DreamSync: Aligning Text-to-Image Generation with Image Understanding Models
Abstract
Text-to-Image (T2I) models still struggle to produce images that are both beautiful and faithful to the user's input text prompt. Recent frameworks to evaluate the faithfulness of T2I models, such as TIFA, have observed that large vision-language models (VLMs) can reliably analyze the generated images and measure the alignment to the text prompts. Building on this insight, we introduce DreamSync, a model-agnostic training algorithm that utilizes VLM feedback to improve T2I models. The main idea behind DreamSync is to bootstrap T2I models with their own generations. First, we use the T2I model to generate several candidate images.
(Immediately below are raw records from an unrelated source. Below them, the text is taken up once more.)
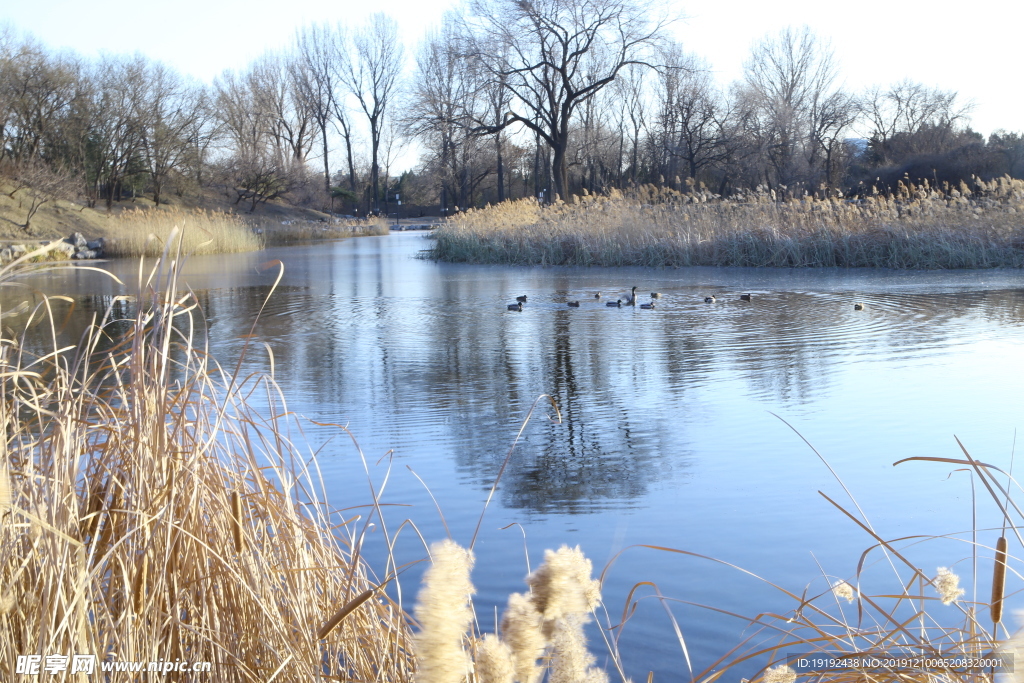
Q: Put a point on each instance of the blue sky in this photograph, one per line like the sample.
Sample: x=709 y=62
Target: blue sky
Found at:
x=974 y=51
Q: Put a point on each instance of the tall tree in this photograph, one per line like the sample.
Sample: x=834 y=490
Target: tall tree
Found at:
x=560 y=53
x=314 y=75
x=372 y=76
x=794 y=103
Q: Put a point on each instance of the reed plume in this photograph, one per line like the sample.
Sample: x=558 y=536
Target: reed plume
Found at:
x=445 y=614
x=493 y=660
x=947 y=584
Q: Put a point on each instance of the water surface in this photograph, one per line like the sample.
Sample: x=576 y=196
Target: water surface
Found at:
x=671 y=428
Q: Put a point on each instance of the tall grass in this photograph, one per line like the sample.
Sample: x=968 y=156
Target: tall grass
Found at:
x=889 y=620
x=275 y=233
x=144 y=232
x=919 y=226
x=148 y=513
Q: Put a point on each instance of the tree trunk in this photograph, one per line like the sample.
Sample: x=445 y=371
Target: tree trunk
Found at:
x=559 y=172
x=501 y=169
x=374 y=168
x=327 y=167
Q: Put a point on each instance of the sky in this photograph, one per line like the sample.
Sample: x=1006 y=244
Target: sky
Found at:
x=976 y=52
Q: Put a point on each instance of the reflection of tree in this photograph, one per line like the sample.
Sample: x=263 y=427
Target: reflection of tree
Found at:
x=445 y=372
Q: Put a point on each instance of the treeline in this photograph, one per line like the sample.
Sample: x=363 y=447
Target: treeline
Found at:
x=507 y=99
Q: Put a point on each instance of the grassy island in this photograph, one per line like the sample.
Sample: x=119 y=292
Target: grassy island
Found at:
x=919 y=226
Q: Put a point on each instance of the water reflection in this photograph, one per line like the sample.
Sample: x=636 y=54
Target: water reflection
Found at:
x=425 y=354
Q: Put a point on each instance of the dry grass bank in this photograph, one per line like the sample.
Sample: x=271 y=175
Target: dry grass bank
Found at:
x=147 y=513
x=920 y=227
x=144 y=232
x=275 y=233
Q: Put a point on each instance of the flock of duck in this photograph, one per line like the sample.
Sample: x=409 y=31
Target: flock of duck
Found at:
x=631 y=300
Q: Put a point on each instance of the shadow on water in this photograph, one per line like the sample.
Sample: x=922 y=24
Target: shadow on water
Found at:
x=666 y=435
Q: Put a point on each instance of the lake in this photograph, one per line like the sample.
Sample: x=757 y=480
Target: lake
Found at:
x=671 y=429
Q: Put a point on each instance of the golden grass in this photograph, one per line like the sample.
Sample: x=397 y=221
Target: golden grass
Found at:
x=891 y=609
x=142 y=232
x=918 y=227
x=147 y=513
x=275 y=233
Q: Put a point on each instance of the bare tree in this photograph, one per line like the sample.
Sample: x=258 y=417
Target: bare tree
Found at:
x=561 y=53
x=170 y=111
x=445 y=99
x=116 y=131
x=40 y=183
x=372 y=76
x=692 y=117
x=794 y=103
x=910 y=119
x=314 y=74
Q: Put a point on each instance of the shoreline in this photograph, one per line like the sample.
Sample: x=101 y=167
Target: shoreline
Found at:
x=922 y=230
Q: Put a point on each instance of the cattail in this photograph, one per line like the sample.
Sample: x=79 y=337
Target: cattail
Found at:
x=780 y=674
x=493 y=663
x=947 y=584
x=998 y=579
x=843 y=590
x=5 y=495
x=521 y=629
x=139 y=586
x=445 y=614
x=237 y=522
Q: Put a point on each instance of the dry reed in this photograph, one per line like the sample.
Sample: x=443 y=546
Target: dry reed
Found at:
x=998 y=580
x=143 y=232
x=128 y=458
x=919 y=226
x=894 y=616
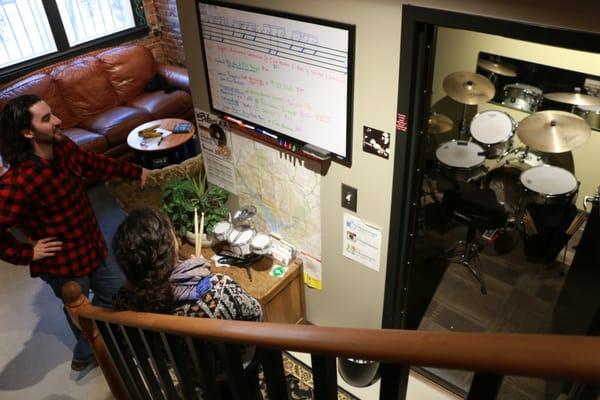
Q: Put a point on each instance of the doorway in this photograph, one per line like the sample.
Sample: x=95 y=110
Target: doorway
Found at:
x=483 y=271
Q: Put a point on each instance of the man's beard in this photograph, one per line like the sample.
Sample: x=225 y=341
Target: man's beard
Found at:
x=56 y=137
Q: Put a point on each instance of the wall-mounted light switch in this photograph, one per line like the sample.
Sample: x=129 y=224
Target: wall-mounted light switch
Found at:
x=349 y=197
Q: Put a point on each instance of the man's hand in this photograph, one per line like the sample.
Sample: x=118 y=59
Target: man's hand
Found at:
x=143 y=178
x=46 y=247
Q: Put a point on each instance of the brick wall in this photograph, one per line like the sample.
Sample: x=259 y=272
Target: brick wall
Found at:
x=165 y=38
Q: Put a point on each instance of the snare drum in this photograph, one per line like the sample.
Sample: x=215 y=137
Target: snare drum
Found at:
x=549 y=185
x=260 y=244
x=239 y=239
x=494 y=131
x=522 y=97
x=460 y=160
x=221 y=229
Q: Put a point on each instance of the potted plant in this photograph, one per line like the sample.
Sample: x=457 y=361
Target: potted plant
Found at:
x=180 y=197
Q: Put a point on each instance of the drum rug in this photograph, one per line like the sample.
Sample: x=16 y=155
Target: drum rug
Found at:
x=299 y=380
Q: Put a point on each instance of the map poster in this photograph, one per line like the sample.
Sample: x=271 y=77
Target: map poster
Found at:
x=287 y=195
x=362 y=242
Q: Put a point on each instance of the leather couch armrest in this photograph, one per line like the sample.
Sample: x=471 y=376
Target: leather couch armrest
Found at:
x=175 y=76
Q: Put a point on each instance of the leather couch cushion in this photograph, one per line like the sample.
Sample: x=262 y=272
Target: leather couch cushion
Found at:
x=87 y=140
x=116 y=123
x=85 y=87
x=42 y=86
x=129 y=69
x=163 y=105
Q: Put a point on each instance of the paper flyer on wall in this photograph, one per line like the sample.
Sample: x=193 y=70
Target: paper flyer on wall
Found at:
x=312 y=271
x=362 y=242
x=217 y=150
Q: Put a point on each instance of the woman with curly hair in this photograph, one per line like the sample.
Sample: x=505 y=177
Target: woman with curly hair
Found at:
x=146 y=248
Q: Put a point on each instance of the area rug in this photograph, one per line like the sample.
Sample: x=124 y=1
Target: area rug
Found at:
x=300 y=383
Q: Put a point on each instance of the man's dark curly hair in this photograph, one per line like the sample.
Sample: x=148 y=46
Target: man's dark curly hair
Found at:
x=144 y=246
x=14 y=117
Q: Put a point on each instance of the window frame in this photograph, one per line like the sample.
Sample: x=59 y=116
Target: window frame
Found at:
x=65 y=51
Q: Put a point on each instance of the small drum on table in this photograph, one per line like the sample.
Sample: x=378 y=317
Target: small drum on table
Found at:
x=494 y=131
x=522 y=97
x=260 y=244
x=221 y=230
x=460 y=161
x=239 y=239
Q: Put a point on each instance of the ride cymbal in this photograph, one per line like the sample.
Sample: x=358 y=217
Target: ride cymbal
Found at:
x=576 y=99
x=498 y=68
x=439 y=123
x=554 y=131
x=468 y=87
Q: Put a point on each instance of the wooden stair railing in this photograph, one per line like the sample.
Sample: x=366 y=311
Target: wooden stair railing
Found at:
x=140 y=352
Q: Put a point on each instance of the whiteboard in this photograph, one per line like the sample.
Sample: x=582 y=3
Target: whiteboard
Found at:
x=288 y=74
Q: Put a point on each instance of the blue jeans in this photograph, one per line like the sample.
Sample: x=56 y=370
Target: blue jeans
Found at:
x=105 y=281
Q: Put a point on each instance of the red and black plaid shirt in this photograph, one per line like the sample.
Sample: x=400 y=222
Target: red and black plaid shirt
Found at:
x=48 y=198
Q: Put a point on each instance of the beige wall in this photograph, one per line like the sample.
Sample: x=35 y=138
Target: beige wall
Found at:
x=457 y=50
x=352 y=295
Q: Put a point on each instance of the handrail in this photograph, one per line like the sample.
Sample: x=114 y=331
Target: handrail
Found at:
x=574 y=358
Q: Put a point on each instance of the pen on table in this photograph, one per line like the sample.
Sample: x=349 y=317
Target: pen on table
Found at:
x=260 y=130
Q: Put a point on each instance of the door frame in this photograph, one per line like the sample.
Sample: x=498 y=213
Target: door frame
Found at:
x=417 y=58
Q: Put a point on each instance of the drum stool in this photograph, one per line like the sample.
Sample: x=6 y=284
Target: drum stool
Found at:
x=479 y=211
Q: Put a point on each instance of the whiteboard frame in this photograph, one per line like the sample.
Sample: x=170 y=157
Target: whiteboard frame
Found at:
x=351 y=32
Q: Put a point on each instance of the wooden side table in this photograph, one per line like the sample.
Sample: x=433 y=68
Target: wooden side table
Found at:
x=282 y=298
x=157 y=153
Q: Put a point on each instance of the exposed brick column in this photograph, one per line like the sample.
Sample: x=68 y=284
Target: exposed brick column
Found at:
x=170 y=34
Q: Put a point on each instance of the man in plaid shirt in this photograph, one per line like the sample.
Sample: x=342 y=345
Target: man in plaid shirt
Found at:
x=43 y=193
Then, we use two VLMs as data selectors: one is a Visual Question Answering (VQA) model that measures the alignment of generated images to user prompts, and the other measures the image aesthetic quality. After selecting the top candidate images, we use LoRA to iteratively fine-tune the T2I model. Despite its simplicity, DreamSync improves both the semantic alignment and aesthetic appeal of two diffusion-based T2I models, evidenced by multiple benchmarks (+1.77% on TIFA, +2.8% on DSG1K, +3.76% on VILA aesthetic) and human evaluations. DreamSync does not need any additional human annotation, model architecture changes, or reinforcement learning.